Луи Альтюссер, философ-марксист и материалист, к которому, как мне кажется, Вирно не испытывал никакого чувства родства, однажды заметил: «Наша эпоха грозит однажды войти в историю человеческой культуры как эпоха, отмеченная самым драматичным и трудным испытанием из всех — открытием и освоением смысла «простейших» актов существования: видения, слушания, говорения, чтения». Вирно заново изобрел и оживил материализм для нашего позднекапиталистического общества, задаваясь вопросом о «простейших» актах, которые превратились в важнейшие задачи общества, чьи производительные силы и отношения, кажется, отмечены величайшей сложностью, абстракцией и изменчивостью — затруднительное положение, возможно, неразрывно связанное с поэтическим определением коммунизма Брехта: «Трудно сделать простую вещь».

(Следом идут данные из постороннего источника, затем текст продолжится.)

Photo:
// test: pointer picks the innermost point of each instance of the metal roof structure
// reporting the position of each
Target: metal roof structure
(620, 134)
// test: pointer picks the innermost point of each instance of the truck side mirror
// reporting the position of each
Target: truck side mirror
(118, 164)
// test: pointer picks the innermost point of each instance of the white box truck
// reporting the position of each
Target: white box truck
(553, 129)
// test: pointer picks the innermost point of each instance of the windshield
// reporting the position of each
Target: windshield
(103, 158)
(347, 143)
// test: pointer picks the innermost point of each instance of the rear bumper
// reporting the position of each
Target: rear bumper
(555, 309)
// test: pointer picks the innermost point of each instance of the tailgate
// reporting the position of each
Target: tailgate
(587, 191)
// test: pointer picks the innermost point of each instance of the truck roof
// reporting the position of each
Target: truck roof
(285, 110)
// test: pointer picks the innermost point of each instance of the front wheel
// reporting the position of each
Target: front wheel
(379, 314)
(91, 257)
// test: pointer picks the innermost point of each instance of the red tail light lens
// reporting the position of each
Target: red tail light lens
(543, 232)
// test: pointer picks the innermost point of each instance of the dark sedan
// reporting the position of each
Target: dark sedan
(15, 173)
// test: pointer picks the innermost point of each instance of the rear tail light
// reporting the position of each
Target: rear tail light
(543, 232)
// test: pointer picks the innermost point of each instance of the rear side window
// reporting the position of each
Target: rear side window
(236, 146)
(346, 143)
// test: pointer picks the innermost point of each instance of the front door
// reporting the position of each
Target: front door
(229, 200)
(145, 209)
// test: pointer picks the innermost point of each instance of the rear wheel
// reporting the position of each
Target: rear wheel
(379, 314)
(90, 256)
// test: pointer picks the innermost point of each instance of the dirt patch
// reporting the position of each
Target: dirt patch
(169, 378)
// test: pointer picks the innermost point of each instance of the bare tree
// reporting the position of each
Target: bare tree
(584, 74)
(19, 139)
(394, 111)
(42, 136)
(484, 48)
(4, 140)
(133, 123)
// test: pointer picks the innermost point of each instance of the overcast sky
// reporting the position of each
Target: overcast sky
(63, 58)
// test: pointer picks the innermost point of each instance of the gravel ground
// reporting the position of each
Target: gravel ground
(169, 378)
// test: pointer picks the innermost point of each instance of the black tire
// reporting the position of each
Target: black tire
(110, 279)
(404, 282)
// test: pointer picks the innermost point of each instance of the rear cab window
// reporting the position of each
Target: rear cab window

По мере того как плохие новости становятся все хуже, мы продолжаем плести живую традицию материализма, как в политике, так и в философии. В неповторимой уникальности его мысли и характера, в его практике воинственности как коллективного интеллектуального производства, в том, как он показал, как жить коммунистом в контрреволюционные времена, Паоло Вирно теперь является частью этой традиции.